Earlier this week, the Senate Homeland Security and Governmental Affairs Committee under Chairman Rand Paul (R-KY) held a hearing on “Quiet Skies,” a watch-listing program that is credibly alleged to have been used for doling out political penalties and favors to travelers while catching zero terrorists. I spent a decade on counterterrorism strategy, drawn to it by the privacy implications of many programs. It was a pleasure to return to those issues as a witness at the hearing—an embarrassment, too, for all of us, because the country still struggles with counterterrorism and security policy nearly a quarter century after the September 11, 2001, attacks.
Doing nothing to actually secure, Quiet Skies ended up notably monitoring former U.S. Representative and now Director of National Intelligence Tulsi Gabbard, who was not a threat to air travel (in case it needs saying). The program gave relief from tracking to the husband of New Hampshire Senator Jeanne Shaheen (D) for political reasons, apparently, not based on any security merits.
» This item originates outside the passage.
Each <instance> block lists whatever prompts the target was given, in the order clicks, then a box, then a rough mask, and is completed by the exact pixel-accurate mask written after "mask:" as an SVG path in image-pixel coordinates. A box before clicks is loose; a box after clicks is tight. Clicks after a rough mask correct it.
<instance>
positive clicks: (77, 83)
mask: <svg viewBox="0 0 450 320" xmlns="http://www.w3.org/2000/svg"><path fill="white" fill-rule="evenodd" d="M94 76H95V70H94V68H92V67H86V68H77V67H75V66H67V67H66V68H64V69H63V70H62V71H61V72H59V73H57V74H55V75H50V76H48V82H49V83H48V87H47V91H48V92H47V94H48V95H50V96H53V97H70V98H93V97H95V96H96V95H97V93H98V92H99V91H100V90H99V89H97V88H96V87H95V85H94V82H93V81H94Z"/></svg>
Writing my testimony brought me back again and again to watch-listing as a security and constitutional half-measure. Interfering with the travel freedom of people who aren’t really suspected of concrete wrongdoing does not secure us. It does offend due process, the separation of powers, and the presumption of innocence.
When I go before Congress, I try to provide a thorough testimony. You might enjoy reading it if you love freedom.
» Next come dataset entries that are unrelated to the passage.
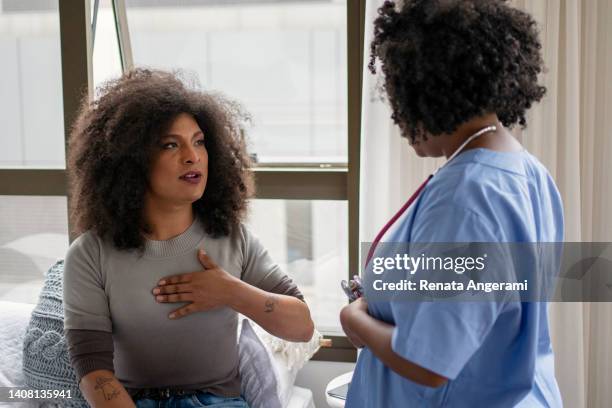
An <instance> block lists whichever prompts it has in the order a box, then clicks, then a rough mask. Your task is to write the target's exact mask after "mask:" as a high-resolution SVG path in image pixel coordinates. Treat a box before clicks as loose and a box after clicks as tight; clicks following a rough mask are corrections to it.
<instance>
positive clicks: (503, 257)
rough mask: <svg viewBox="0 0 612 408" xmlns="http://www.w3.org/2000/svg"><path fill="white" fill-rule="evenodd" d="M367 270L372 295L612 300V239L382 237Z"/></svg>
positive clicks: (575, 301) (383, 295)
mask: <svg viewBox="0 0 612 408" xmlns="http://www.w3.org/2000/svg"><path fill="white" fill-rule="evenodd" d="M362 249H363V252H362V253H366V254H367V253H368V251H369V245H368V244H365V245H364V247H363V248H362ZM363 263H364V264H365V260H364V262H363ZM362 276H363V282H364V292H365V295H366V297H367V298H369V300H371V301H376V300H385V301H389V300H396V301H424V300H446V301H479V300H482V301H521V302H541V301H554V302H611V301H612V243H609V242H565V243H563V242H552V243H551V242H547V243H482V242H478V243H409V244H407V243H381V244H379V245H378V246H377V248H376V252H375V254H374V256H373V257H372V259H371V261H370V262H369V263H368V265H367V266H366V267H365V269H364V270H363V273H362Z"/></svg>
The hearing itself had interesting and important bits. I was pleased to take a question from Senator James Lankford (R-OK) about my recommendation that Congress affirm Americans’ right to travel. Our intuition is that we can travel by right, but the treatment of travel in the courts is uneven. Senator Lankford’s inquiries into that and other legal issues with me and Tristan Leavitt of Empower Oversight begin at about 1:20:15 in the hearing video.
If there were a clear right to travel, Americans who believe themselves mistreated by airline security programs would have a stronger case and more access to legal discovery when they sued. This would strengthen public and judicial oversight, which is lacking.
One suit might have gone differently 15 years ago if there were a clear right to travel. It was brought by a man named Jonathan Corbett who was confident that the strip-search machines (“millimeter wave” and “backscatter,” technically, “Advanced Imaging Technology” to the Transportation Security Administration [TSA]) were highly susceptible to evasion. If they don’t even secure, the creation of a nude body image of each traveler for TSA personnel to review (which they originally did) was not a reasonable search under the Fourth Amendment. His case was thrown out.
Chairman Paul was not fond of strip-search machines when they came out, either. I remember, but I can’t confirm, him asking then of the prison-style search pose people must take in such machines, “Is that the stance of a free man?” At the hearing, referencing the continuing lack of disclosure about them, Paul ruminated on some of the issues with these “whirligig machines” starting at 1:27:20.
It took extraordinary effort by several groups to get the TSA to follow the law when it introduced those machines. Along with arguing to TSA that those machines do not pass muster in terms of risk management, I sought the declassification of a study that allegedly showed that they would be good for throughput at airports. That’s part of the cost-benefit calculation, how long security procedures delay millions of travelers per year, which can really add up. Delays and discomforts cost lives by pushing people to drive, where deaths are far more common than in air travel.
In April 2018, I filed a challenge to the classification of the TSA’s throughput study with the Interagency Security Classification Appeals Panel (ISCAP) at the National Archives and Records Administration. In February 2024—almost six years later—I won. When I received the email saying so, I didn’t remember what it was about.
ISCAP’s ruling was “DECLASSIFY IN FULL,” but it doesn’t review withholding under the statutory authority of the TSA, so the document remains heavily redacted.
That’s secrecy at work: Waiting out members of the public who wish to oversee their government and then untangling only a small part of the Gordian Knot.
In the ancient legend, the Gordian Knot was tied to a chariot. By cutting it, Alexander the Great earned the right to rule all of Asia. Today it’s tied to a plane. If Chairman Paul can cut through it, he can get something better: the legacy of bequeathing to a great people their freedom to travel.